Any provision of this Lease which is prohibited or unenforceable in any
jurisdiction shall be, as to such jurisdiction, ineffective to the extent of
such prohibition or unenforceability without invalidating the remaining
provisions hereof, and any such prohibition or unenforceability in any
jurisdiction shall not invalidate or render unenforceable such provision in any
other jurisdiction. LESSEE ACKNOWLEDGES RECEIPT OF A COPY OF THIS MASTER LEASE.
Lessor and Lessee agree that neither this Lease nor Lessee's acceptance or
deemed acceptance of any or all of the Equipment may be canceled, waived,
altered, amended, repudiated, terminated, rescinded, revoked or modified,
except by a writing signed by Lessee and a duly authorized representative of
Lessor.


                                   BIOFIELD CORP.

                                   /s/ Michael R. Gavenchak
                                   ------------------------------
                                   Signature of Lessee


         28. Waiver of Jury. Lessor and Lessee waive any right and all right to
trial by jury in any action or proceeding relating in any way to this Lease.

         29. Restriction of Limitation Periods and Damages. Any action for
breach of warranty or in respect of or relating to the Equipment or this Lease
that may be brought by Lessee against Lessor or any Assignee must be commenced
within one year after the cause of action accrues.

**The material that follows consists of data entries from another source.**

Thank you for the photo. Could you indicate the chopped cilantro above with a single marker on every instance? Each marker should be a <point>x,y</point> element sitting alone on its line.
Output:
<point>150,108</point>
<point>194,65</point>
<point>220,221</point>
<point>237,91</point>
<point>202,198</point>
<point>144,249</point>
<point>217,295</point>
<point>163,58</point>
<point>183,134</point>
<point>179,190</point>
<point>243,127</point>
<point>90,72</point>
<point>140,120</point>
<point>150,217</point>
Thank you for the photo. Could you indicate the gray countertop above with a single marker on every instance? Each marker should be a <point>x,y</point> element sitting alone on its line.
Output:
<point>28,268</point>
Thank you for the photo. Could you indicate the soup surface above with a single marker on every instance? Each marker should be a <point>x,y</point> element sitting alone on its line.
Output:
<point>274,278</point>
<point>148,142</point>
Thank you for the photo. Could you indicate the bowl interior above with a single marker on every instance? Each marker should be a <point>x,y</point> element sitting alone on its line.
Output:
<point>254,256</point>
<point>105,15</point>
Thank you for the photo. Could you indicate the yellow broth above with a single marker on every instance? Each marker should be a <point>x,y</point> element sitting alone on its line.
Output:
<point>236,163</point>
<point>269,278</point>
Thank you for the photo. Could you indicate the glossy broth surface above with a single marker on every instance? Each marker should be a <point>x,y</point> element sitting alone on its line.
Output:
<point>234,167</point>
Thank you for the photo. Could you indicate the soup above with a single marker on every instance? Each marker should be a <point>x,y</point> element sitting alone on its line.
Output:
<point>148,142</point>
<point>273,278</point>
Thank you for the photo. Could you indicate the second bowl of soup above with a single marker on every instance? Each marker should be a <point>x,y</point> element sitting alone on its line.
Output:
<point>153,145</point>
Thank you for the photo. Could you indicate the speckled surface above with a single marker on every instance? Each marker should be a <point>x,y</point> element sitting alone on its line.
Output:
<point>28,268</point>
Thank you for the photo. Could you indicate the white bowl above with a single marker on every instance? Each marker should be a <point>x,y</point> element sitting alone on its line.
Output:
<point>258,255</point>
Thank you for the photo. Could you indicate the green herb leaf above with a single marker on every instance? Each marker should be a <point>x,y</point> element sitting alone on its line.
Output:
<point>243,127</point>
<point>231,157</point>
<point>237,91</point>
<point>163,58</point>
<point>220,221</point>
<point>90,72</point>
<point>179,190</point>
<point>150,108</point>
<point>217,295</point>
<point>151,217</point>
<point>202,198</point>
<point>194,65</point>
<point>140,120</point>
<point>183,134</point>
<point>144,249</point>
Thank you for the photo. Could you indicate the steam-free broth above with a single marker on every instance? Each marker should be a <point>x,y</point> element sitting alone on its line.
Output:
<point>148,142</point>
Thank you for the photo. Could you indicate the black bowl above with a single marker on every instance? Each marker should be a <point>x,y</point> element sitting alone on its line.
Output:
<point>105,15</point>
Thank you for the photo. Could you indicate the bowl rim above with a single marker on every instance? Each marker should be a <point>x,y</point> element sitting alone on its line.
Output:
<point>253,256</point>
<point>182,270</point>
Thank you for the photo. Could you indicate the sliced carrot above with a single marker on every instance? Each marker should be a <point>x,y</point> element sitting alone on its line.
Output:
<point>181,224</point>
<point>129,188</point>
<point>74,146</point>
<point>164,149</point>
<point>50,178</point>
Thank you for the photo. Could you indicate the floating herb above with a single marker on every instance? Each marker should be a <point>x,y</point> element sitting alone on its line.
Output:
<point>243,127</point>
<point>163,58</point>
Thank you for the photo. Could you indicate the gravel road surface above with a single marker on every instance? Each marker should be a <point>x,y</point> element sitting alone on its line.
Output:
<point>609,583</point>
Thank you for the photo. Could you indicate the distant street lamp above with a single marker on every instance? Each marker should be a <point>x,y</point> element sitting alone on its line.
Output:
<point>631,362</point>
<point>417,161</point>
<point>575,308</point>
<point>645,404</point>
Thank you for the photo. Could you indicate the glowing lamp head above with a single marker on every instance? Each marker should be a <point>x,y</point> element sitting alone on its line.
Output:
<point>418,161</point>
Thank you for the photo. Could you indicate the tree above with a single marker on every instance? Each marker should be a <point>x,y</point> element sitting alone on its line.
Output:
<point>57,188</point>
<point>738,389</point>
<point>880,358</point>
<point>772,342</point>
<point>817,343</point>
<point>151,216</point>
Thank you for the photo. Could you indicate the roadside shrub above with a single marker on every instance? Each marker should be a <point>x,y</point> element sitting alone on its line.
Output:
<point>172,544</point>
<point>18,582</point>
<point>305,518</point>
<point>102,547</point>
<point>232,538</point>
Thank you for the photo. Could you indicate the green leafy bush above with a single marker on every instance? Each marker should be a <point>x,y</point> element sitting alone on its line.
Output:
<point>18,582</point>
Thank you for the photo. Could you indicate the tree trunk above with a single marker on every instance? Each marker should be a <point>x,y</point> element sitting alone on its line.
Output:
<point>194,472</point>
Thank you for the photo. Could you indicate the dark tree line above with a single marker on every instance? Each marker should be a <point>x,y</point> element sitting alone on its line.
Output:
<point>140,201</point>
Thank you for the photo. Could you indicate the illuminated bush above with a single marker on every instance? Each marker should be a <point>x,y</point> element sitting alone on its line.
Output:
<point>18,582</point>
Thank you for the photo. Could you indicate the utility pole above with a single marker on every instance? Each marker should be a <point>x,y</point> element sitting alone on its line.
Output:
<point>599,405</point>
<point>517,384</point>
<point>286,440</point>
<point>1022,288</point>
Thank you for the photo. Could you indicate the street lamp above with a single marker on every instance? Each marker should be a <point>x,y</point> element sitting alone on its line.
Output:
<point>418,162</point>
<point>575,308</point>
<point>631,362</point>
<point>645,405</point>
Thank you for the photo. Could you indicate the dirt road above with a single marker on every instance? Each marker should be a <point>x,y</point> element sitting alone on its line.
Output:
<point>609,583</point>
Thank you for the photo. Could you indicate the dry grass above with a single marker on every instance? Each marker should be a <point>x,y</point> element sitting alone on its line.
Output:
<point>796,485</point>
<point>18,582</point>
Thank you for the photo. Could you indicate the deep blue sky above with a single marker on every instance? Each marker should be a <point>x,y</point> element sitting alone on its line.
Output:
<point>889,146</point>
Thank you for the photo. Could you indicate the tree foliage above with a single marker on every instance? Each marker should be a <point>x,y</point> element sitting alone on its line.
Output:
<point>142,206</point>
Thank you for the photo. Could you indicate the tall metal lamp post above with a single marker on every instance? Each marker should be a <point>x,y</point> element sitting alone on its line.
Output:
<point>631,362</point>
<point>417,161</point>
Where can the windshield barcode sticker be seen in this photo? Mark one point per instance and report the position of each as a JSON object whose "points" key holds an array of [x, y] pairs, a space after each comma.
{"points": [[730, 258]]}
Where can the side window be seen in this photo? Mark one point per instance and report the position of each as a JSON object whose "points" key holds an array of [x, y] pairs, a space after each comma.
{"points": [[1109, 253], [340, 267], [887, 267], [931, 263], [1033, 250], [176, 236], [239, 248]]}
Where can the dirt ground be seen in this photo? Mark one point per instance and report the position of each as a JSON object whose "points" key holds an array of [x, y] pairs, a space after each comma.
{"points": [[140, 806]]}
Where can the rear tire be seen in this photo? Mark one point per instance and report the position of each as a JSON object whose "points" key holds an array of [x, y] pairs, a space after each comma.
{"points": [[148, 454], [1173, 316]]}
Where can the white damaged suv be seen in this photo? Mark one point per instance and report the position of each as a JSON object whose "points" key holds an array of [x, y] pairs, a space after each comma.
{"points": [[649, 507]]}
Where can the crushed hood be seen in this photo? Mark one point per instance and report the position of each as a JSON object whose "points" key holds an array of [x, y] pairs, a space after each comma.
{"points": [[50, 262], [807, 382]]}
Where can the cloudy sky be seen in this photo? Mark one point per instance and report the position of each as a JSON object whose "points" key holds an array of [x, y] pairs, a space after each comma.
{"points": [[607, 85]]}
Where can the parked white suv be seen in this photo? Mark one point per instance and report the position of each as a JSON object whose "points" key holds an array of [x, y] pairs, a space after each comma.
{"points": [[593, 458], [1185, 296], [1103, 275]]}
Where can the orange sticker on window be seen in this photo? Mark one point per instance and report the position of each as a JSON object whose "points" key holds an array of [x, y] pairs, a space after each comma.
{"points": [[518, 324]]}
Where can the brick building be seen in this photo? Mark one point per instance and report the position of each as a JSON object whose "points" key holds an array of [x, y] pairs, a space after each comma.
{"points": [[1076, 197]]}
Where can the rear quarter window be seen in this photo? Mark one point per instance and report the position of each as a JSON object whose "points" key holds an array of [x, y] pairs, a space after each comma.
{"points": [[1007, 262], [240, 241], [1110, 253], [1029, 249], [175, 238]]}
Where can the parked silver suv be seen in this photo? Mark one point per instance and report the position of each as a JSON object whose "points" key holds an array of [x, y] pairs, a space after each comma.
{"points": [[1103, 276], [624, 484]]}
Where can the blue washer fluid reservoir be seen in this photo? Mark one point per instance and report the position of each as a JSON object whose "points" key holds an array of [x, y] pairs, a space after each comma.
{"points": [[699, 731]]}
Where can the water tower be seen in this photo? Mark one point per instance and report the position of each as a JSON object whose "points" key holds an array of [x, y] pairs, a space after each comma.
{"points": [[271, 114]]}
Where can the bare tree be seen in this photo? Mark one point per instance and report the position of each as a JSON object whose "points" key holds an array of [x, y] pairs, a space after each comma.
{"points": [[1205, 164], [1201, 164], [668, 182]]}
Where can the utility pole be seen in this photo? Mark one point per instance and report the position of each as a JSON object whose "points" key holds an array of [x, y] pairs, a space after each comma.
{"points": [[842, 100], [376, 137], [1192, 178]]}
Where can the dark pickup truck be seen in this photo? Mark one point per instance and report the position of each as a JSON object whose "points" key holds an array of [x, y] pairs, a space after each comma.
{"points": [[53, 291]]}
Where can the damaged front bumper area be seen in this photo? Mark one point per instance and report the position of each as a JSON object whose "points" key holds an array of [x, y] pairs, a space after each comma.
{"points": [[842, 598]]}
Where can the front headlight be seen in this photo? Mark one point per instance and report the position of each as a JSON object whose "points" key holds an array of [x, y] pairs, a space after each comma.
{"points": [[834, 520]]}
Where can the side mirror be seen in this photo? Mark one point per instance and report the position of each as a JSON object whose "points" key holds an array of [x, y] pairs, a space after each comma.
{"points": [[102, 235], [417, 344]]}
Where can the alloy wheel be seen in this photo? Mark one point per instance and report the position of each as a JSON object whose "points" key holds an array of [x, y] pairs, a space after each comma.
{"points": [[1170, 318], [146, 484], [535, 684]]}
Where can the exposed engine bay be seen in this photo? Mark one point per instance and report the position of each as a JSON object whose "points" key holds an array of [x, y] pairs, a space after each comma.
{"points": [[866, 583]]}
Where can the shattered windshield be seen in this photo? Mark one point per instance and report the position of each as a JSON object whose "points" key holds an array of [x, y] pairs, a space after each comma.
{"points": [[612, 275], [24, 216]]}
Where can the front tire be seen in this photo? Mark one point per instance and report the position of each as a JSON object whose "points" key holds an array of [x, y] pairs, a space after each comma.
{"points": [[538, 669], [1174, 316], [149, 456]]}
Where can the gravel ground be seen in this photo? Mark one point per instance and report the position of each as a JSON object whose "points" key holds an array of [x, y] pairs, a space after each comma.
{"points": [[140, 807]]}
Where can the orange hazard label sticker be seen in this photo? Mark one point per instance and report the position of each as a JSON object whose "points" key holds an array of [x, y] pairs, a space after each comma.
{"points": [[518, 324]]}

Lessee shall not make any
claim in respect of or relating to the Equipment or this Lease against Lessor
or any Assignee for special consequential or punitive damages.

         30. Governing Law; Consent to Jurisdiction and Service. This Lease
shall be governed by and construed in accordance with the laws of the State
of New York (other than the conflicts of laws provisions). Lessee agrees that
any legal action or proceeding against Lessee in respect of or relating to this
Lease or the Equipment may be brought in any state or federal court sitting in
the city of New York in the State of New York. Lessee hereby irrevocably
consents and submits to the nonexclusive personal jurisdiction of said courts
and irrevocably agrees that all claims in any such action or proceeding may be
heard and determined in and enforced by any such court. Lessee and Lessor
irrevocably consent to the

                                       17
<PAGE>   21

service of summons, notice, or other process relating to any such action or
proceeding by delivery thereof to it by hand or by mail in the manner set forth
in the provisions of this Master Lease on notices.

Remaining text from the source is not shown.